Truth be told, I don’t loathe Vince Coleman quite as thoroughly as I do Roberto Alomar or Bobby Bonilla. But no matter what our psychic ulcers, we have to have some perspective, and some standards. And that calls on us to confront the undeniable. Let’s recall who populates the ranks of the Met Damned, and compare their crimes.
The First Circle of Met Hell is wandered by creeps we couldn’t truly embrace. But Rey Ordonez, Rickey Henderson, Kevin McReynolds and Darryl Strawberry never injured a child with an explosive.
The Second Circle of Met Hell is reserved for those tarred by image problems, but who escape further sanction because most of their bad behavior happened elsewhere. But Carl Everett, Eddie Murray, Julio Machado, Juan Samuel and Jeff Kent never injured a child with an explosive. Well, OK, Julio Machado did kill somebody. But it was in South America, and he was a Brewer, and…um, we’ve got to move on. Nothing to see here.
The Second Second Circle of Met Hell is a prison for those who tarnished their tenure with bad exits. But George Foster and Mike Hampton never injured a child with an explosive.
The Fourth Circle of Met Hell is the eternal home for minor Mets who commited major sins. But Mickey Lolich, Tony Tarasco, Jim Leyritz, Jose Offerman, Rey Sanchez, Karim Garcia, Mike DeJean and Don Zimmer never injured a child with an explosive.
The Fifth Circle of Met Hell is the unhappy kingdom of Mets we may not have hated, but we sure disliked. But Dave Kingman, Gregg Jefferies and Armando Benitez never injured a child with an explosive.
Following the Fifth Circle, Greg rounded up some other Mets deserving of infernal internment. But Brett Butler, Pete Harnisch, Doug Sisk, Rich Rodriguez and Mike Bacsik never injured a child with an explosive.
The Sixth Circle of Met Hell is the dreary hotel domain of unmotivated third baseman and one-time gravedigger Richie Hebner. But while Hebner dug his own grave, he never injured a child with an explosive.
The Seventh Circle of Met Hell is a brimstone-fueled flight with the two Bobby Bonillas. But while at least one of them was an eyewitness to such an act, neither Bobby Bonilla ever injured a child with an explosive.
The Eighth Circle of Hell is marked by a plaque for disgraceful quitter Roberto Alomar. But Alomar never injured a child with an explosive.

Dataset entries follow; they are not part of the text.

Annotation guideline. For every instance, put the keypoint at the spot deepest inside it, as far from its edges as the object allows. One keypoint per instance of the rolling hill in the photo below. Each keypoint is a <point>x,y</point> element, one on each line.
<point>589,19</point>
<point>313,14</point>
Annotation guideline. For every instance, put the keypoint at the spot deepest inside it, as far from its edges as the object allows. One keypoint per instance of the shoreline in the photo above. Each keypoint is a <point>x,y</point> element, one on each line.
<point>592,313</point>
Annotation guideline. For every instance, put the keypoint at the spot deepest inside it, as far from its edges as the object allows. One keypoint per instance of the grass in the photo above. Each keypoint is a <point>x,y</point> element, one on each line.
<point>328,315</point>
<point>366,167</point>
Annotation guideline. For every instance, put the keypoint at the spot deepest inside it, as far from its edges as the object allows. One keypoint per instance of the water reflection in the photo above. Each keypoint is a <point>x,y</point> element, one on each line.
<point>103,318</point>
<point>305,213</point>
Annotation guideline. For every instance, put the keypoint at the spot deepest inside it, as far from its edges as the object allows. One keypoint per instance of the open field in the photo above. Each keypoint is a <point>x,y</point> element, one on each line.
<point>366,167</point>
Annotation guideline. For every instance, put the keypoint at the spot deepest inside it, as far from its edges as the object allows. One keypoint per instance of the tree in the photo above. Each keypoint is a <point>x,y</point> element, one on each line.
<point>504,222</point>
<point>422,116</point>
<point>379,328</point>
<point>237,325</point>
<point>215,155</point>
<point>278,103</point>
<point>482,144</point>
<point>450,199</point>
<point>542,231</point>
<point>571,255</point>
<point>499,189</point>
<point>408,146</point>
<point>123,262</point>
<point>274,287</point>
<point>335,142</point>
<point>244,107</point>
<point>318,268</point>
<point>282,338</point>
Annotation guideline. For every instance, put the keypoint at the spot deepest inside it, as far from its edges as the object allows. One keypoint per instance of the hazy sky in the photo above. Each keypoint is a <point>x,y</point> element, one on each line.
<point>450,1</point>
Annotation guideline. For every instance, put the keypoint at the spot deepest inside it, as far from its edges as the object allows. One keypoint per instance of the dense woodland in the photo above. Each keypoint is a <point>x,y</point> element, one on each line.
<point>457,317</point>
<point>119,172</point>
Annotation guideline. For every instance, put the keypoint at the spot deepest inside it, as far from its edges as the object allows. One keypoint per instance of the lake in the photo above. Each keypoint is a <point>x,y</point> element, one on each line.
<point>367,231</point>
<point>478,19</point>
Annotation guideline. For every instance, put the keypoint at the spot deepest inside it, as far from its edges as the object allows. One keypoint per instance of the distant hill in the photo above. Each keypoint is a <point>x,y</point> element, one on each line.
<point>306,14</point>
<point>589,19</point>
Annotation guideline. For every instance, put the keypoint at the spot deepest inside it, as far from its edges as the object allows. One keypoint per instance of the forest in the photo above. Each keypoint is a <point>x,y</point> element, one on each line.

Vince Coleman did. And therefore, here he is under that rather heavy-looking tarp cylinder. And here he will stay, forever. I’m turning out the lights now, and shutting the door. Rest in peace, Vince.
And now our hellish tour is done. Ignore the screams of the condemned and come along with me, away from this place. Because it’s 2006. And you know what? February’s not so far away.